Algorithms / Two Cliques Complement
Least You Need to Know: TwoCliques, Complement Graphs, and Bipartite Recognition
TwoCliques is a great exam contrast case: it sounds like a hard partition problem, but it becomes easy after the right graph transformation. A graph can be partitioned into two cliques exactly when its complement is bipartite, so the right move is a complement-and-check reduction to a tractable problem.
The least you need to know
- A clique in `G` becomes an independent set in the complement graph `\overline{G}`.
- Partitioning `G` into two cliques is equivalent to partitioning `\overline{G}` into two independent sets.
- A graph is bipartite exactly when its vertices can be partitioned into two independent sets.
- Therefore TwoCliques can be solved by forming the complement graph and testing bipartiteness.
- Not every graph problem listed near NP-complete topics is itself NP-hard.
Key notation
\overline{G}
complement graph of `G`
clique
every pair of vertices in the set is adjacent
bipartite
vertices split into two independent sets
Tiny worked example
- Suppose `G` can be partitioned into cliques `C_1` and `C_2`.
- In the complement graph `\overline{G}`, there are no edges inside `C_1` or inside `C_2`.

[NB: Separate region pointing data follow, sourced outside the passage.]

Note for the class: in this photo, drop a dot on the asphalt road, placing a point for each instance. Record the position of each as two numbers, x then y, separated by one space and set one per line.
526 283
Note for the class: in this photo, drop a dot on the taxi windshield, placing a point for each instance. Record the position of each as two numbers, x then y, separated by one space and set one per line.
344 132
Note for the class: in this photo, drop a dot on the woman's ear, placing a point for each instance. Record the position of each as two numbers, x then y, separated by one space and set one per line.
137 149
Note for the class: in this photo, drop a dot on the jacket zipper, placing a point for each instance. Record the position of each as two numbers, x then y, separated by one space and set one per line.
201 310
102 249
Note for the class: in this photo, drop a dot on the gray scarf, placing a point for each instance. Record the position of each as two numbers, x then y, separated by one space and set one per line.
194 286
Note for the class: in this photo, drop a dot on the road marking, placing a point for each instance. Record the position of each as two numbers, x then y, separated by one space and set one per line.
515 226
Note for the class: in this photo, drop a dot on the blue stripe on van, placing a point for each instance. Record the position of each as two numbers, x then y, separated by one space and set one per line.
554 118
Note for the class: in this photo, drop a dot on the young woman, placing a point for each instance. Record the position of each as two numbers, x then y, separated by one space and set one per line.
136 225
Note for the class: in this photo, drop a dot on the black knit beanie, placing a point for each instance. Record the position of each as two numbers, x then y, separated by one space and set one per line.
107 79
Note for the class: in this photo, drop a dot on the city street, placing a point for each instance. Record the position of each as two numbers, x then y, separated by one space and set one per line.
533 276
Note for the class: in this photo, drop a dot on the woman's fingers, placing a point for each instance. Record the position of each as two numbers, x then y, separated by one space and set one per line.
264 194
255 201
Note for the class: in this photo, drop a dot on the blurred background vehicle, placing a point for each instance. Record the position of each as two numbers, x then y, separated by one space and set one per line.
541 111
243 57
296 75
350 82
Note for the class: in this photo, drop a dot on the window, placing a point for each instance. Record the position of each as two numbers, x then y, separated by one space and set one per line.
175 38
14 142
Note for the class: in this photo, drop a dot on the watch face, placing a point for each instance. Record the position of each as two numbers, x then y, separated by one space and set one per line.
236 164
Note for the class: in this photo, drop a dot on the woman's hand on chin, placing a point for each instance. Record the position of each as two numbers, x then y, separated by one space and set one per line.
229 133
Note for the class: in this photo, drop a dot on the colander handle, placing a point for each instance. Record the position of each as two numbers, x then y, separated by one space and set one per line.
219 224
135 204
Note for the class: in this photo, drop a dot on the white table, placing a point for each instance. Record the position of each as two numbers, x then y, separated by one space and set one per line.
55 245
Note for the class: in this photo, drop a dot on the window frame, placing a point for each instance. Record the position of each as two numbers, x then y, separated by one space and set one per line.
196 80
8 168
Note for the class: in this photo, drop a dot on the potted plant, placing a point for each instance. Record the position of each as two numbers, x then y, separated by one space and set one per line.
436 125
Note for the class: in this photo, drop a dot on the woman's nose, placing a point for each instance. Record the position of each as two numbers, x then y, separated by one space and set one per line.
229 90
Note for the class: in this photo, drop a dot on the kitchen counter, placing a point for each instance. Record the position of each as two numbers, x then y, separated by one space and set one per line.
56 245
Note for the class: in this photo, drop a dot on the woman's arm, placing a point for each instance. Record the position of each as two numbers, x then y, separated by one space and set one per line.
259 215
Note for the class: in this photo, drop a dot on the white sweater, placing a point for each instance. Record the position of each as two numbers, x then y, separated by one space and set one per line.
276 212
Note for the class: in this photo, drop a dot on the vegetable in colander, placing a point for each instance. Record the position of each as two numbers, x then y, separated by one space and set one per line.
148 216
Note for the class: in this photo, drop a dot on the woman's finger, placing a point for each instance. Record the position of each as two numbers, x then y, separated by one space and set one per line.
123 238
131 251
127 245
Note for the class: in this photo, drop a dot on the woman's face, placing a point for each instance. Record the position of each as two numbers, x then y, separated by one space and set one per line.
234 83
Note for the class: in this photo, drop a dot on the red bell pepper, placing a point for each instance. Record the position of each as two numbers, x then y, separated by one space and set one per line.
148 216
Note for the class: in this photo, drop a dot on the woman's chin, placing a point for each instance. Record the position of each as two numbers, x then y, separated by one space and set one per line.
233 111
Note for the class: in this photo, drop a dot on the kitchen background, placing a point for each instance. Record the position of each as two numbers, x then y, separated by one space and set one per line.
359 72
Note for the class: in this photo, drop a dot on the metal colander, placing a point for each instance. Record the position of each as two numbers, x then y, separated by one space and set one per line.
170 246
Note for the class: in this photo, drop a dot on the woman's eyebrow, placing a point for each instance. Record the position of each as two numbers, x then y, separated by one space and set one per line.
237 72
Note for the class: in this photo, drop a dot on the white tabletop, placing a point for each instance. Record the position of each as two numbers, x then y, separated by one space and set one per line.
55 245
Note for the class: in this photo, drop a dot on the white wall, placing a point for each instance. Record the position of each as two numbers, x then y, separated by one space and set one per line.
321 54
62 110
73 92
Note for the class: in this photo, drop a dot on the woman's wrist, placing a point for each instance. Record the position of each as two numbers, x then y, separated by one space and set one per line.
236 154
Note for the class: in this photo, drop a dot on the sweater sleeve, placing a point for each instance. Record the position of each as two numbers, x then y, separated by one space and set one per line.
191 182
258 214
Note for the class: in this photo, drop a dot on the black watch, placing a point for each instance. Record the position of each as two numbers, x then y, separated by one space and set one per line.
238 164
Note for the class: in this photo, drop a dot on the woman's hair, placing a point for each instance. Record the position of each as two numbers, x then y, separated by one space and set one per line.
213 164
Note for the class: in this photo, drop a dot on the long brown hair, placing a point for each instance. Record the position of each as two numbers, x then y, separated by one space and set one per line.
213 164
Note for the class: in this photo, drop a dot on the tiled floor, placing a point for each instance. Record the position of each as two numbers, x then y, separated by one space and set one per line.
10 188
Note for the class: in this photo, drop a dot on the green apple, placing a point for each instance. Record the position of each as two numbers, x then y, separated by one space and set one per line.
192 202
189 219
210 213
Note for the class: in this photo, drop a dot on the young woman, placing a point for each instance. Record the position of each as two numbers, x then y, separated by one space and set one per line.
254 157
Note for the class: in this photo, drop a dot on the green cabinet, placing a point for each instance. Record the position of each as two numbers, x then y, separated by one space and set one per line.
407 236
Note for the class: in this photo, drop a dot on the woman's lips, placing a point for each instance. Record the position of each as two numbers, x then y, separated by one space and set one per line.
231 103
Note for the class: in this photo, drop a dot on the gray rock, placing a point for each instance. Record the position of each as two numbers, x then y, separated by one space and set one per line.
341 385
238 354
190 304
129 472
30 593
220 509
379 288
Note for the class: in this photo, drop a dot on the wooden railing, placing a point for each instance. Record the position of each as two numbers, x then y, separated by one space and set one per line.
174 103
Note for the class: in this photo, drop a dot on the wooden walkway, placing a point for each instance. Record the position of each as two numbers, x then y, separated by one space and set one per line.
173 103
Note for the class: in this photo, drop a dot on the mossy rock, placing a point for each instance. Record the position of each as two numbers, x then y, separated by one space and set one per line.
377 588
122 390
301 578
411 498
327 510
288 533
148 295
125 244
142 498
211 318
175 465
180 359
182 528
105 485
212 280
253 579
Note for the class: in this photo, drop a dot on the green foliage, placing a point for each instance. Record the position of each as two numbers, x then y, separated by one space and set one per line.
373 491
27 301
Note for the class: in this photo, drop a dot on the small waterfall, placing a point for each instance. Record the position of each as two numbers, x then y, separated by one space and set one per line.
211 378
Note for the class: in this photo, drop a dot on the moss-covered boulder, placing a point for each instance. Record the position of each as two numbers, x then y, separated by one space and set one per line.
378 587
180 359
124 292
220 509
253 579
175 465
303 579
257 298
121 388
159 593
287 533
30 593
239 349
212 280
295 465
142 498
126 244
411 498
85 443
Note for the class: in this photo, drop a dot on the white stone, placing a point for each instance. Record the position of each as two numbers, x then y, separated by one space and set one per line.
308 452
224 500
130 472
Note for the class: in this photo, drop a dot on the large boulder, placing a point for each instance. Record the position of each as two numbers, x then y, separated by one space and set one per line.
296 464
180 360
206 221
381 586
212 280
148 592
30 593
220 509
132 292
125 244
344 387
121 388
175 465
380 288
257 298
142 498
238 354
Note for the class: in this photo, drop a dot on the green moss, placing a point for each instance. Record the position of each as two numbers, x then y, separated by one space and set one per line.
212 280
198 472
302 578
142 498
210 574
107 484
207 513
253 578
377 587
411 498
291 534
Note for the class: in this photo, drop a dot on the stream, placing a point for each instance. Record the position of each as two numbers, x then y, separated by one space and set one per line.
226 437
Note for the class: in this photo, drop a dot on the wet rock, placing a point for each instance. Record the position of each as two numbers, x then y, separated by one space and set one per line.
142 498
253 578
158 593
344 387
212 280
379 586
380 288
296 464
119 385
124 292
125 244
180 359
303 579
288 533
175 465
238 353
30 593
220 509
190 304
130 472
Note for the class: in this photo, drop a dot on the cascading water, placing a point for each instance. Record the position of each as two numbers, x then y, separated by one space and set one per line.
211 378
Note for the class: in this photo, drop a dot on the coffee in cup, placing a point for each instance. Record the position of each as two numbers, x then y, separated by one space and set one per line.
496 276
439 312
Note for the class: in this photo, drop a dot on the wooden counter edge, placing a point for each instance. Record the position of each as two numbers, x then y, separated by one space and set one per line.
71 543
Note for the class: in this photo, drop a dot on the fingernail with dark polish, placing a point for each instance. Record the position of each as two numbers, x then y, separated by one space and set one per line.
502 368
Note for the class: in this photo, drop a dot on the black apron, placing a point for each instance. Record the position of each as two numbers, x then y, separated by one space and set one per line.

- So `C_1` and `C_2` are independent sets of `\overline{G}`.
- That means `\overline{G}` is bipartite, and the converse argument works too.
Common mistakes
- Students often assume TwoCliques must be NP-hard because the statement looks combinatorial and partition-based.
- The complement transformation flips clique reasoning into independent-set reasoning.
- You must check ordinary bipartiteness of the complement, not of the original graph.
How to recognize this kind of problem
- The prompt asks about partitioning vertices into two pairwise-adjacent groups.
- A complement graph naturally converts clique conditions into non-edge conditions.
- The right solution is a graph transformation followed by a standard linear-time bipartite check.